Единственным членом семьи, которому эта неожиданная перемена могла оказаться во благо, была Корделия, всеми заброшенная в недавней суматохе. Правда, Брайдсхед обратился к ней с формальным приглашением считать его дом своим, сколько ей будет желательно, но, когда стало известно, что ее невестка собирается сразу же после свадьбы поселить там на каникулы детей под надзором своей сестры и сестриной подруги, Корделия тоже решила переехать и собиралась поселиться в Лондоне на холостяцкой квартире. Теперь же она за одну ночь превратилась, подобно Золушке, во владычицу замка, а ее брат с женой, которые со дня на день должны были стать там полноправными хозяевами, оказались без крыши над головой; документы о передаче недвижимого имущества, переписанные набело и подготовленные на подпись, были свернуты в трубку, перевязаны веревочкой и спрятаны в одну из черных жестяных коробок, хранящихся в Линкольн-Инне.

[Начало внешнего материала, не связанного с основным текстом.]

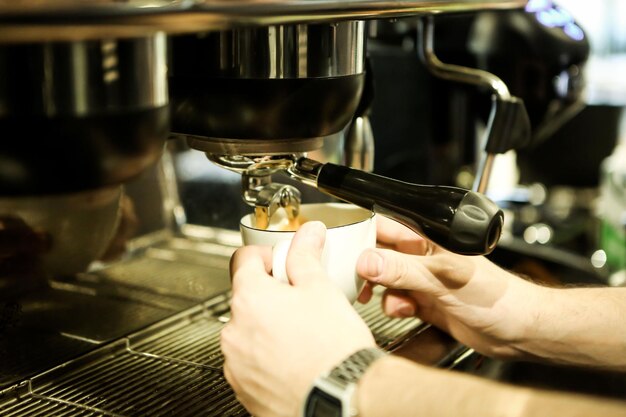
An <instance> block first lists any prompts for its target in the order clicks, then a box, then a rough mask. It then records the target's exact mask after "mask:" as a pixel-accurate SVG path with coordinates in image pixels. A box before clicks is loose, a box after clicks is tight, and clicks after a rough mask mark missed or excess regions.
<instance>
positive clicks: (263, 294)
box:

Миссис Маспрэтт чувствовала себя уязвленной; она вовсе не была честолюбивой женщиной, ее бы вполне удовлетворило что-нибудь гораздо менее роскошное, чем Брайдсхед, но ей так хотелось, чтобы у ее детей было на рождественские каникулы уютное пристанище. Дом в Фалмуте стоял пустой и объявленный к продаже; более того, миссис Маспрэтт, расставаясь со своим прежним обиталищем, естественно, не воздержалась от кое-каких гордых высказываний о своем будущем доме, так что о возврате в Фалмут вообще не могло быть речи. Она вынуждена была спешно вынести свою мебель из бывшей комнаты леди Марчмейн в старый каретный сарай и снять меблированную виллу в Торквее. Она не была, как я уже говорил, честолюбивой женщиной, но, когда тебе внушают такие надежды, а потом вдруг они лопаются как мыльный пузырь, это неприятно. Люди в деревне, занятые приготовлениями к встрече молодоженов, срочно заменяли на транспарантах букву «Б» на букву «М» и на остриях гербовых коронок помещали шарики и добавляли земляничные листья. Все готовились к возвращению лорда Марчмейна.